Prosecutors have asked a Los Angeles judge to decline singer Chris Brown's documentation of the community service he was sentenced to perform.
Brown was ordered to complete 180 days of community labor as part of his plea deal stemming from his 2009 assault of his girlfriend, Rihanna. He was also placed on probation for five years and ordered to attend an anger-management program.
Los Angeles Deputy District Attorney Mary Murray filed a motion asking the judge overseeing the case to decline to accept Brown's community service due to "at best sloppy documentation and at worst fraudulent reporting," the Los Angeles Times reported Tuesday.
Prosecutors alleged Brown has provided no "credible, competent or verifiable" evidence he completed any of his court-ordered community labor, the newspaper said.
The district attorneys are not asking the judge to find Brown in violation of his probation, but are requesting the recording artist be ordered to complete the work.
Brown and Rihanna recently confirmed they had reconciled after their headline-grabbing altercation.
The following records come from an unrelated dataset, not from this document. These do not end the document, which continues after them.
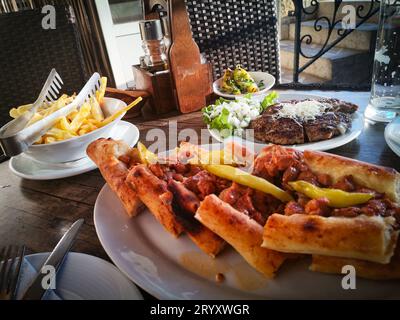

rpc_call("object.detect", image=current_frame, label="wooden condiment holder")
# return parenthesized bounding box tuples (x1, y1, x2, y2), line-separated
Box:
(136, 0, 213, 115)
(133, 65, 176, 115)
(105, 87, 149, 119)
(168, 0, 213, 113)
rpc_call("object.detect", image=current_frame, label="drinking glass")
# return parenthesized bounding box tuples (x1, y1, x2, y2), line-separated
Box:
(365, 0, 400, 122)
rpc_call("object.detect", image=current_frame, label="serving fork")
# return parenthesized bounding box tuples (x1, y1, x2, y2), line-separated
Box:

Brown allegedly has been involved in other physical confrontations since assaulting Rihanna. Singer Frank Ocean told police Brown punched him during an argument over a parking spot outside a Los Angeles-area recording studio last month. Several people associated with both men were allegedly involved but no arrests were made.
Last year, Brown and Canadian singer Drake allegedly were in a fight at a New York nightclub that left eight people injured. No charges were brought in that case either.